What with interruptions, pc playing up etc it has taken me ages to get this post together!

Tulips again . . .

. . . look what's happened to these. Aren't they interesting!

Monday, May 14, 2007

Tags and Scotland

Dy has tagged me - I'm not sure what that means!! I think, is it I'm being asked to say , is it 7, things about myself? That seems to be what Dy has done when she was tagged. Well, I don't mind doing that, but have to think about it a bit first! And find some pix to go with it all. Wait on.
Wild skies above Scotland on Saturday, coming south from Inverness on the A9 - wait on for that that, too, husband is making noises that sound like its time for lunch.

Wednesday, May 02, 2007


Just a few shots of our lovely tulips . . .

Tuesday, May 01, 2007

CQG Journal Quilts March

Some friends who work in Africa came to this country in March to complete a project they have been working on there and I wanted to mark this some way. So I dug out my African fabrics collection and found scraps enough to cut mostly 1" squares of 31 different fabrics, one for each day of the month.
I stuck them with temporary adhesive to some dark blue glazed cotton and stitched round them. Raw edge appliqué. It's been trendy for a long time now but I hadn't really tried it before in a serious piece of work. Then some machine quilting in a pattern from an African print block.

CQG Journal Quilts April

The first 4 A4 size quilts in this challenge are due by 10th May. The co-ordinator wants images sent to her and a bit of writing about why and how they were made. In a bit of a rush, and without as much thought and investigation as might have been given had there been more time, I finished March and April. Here's some 'stages' pix of April's tulips. We had such a great display in the garden this year and I do like tulips very much.
First, a line drawing of a small cluster on paper. I painted splodges of silk paint on dampened calico in roughly the right places.
Then traced the drawing onto light interlining and pinned it to the back with wadding sandwiched between it and the painted fabric.
Stitched the outlines from the back - and I DID have the drawing the right way round! (Think about it!).
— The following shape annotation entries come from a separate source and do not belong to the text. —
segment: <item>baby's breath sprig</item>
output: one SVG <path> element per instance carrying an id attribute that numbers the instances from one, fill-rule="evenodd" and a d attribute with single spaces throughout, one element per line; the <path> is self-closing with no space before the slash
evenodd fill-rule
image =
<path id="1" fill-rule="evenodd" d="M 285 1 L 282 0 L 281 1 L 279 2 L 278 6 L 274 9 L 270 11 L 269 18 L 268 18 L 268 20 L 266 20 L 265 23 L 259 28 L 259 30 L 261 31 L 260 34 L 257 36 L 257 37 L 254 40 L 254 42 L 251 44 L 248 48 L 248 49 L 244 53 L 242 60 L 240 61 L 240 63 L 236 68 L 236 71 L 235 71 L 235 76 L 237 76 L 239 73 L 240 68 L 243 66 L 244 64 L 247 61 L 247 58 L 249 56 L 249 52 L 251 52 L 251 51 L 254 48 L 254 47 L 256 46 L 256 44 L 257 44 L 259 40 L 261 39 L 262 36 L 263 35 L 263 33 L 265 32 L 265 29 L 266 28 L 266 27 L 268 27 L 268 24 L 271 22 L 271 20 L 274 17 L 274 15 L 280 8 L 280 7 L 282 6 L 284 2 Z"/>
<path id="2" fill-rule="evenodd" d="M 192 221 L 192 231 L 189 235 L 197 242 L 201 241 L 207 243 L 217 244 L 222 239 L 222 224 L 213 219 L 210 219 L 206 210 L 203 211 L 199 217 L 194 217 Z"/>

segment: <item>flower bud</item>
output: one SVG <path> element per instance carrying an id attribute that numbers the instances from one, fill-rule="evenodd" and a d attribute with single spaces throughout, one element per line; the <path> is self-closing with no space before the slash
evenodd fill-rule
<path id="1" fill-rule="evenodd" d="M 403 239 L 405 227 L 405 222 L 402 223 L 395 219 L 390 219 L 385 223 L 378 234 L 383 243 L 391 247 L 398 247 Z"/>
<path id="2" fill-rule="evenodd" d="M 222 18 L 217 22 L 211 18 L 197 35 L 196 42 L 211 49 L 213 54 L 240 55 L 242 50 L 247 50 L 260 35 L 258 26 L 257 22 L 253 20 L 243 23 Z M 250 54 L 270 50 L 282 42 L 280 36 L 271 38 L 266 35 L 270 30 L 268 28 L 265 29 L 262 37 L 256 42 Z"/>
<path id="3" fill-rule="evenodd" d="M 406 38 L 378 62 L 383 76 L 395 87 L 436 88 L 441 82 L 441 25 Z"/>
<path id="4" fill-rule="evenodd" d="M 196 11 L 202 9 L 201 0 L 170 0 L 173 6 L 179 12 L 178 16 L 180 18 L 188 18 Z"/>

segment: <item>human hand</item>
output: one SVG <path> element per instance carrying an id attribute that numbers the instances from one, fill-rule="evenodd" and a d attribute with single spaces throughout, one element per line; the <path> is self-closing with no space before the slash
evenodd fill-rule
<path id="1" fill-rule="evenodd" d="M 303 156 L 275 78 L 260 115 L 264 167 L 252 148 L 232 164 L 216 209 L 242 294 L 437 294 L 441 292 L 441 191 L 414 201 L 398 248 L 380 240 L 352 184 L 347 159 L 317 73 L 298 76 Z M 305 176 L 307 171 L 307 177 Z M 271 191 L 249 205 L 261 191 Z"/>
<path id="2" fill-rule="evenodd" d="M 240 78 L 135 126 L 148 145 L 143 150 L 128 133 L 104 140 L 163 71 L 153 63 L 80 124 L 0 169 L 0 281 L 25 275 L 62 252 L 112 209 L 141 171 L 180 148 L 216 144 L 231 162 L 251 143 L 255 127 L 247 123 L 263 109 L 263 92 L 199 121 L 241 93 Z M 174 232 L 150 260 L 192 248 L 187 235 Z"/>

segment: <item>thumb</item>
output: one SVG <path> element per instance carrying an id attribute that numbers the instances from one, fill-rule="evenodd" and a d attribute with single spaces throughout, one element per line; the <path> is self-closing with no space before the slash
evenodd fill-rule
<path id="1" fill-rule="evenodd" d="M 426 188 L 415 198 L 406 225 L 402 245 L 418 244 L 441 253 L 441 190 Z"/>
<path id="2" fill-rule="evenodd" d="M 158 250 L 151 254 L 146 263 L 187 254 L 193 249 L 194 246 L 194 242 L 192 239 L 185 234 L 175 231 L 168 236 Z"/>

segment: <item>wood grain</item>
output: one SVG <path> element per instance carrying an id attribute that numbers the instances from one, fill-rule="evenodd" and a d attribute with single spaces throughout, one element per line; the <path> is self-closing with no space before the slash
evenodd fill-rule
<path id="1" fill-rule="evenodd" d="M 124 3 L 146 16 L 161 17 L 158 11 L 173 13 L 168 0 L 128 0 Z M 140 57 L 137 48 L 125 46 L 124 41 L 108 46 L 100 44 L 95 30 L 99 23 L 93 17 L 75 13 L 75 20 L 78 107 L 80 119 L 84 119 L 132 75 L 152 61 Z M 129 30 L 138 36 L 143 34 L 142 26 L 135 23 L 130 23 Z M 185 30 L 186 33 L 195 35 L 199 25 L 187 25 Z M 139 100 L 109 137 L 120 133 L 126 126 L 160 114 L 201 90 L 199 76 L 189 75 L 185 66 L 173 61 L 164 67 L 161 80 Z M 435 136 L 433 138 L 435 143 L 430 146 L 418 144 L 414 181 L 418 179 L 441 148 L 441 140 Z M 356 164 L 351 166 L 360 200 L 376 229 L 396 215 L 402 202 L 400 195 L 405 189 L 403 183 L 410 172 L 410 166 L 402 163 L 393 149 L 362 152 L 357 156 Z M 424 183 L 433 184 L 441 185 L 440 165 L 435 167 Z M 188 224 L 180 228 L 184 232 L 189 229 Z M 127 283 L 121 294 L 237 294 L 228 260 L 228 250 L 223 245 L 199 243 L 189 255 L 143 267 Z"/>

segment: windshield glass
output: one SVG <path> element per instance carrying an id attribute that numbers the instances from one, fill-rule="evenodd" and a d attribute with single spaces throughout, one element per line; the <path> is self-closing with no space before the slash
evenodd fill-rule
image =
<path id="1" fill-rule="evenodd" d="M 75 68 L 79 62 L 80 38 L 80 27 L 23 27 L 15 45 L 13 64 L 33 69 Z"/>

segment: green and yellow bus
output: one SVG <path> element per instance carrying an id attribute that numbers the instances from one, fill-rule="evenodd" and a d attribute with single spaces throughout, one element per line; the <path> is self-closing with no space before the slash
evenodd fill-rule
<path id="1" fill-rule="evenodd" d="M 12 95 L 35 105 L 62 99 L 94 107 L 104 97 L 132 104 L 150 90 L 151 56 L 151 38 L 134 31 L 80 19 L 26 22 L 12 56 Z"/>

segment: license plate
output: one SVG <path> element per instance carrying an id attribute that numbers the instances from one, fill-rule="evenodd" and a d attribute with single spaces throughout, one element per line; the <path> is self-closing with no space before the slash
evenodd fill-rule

Then some more stitching on the front.
This is how it ended up on the back. I almost prefer it to the front. Funny how that often happens, the bit you are not trying for turns out better! This then got covered by a backing unfortunately because I didn't manage to work out when the backing should be added and couldn't really leave the interlining as the backing. Next time!
The finished piece right side up. The edging this time is a mixture of lines of straight machine stitches and a pattern stitch. Free machine quilting.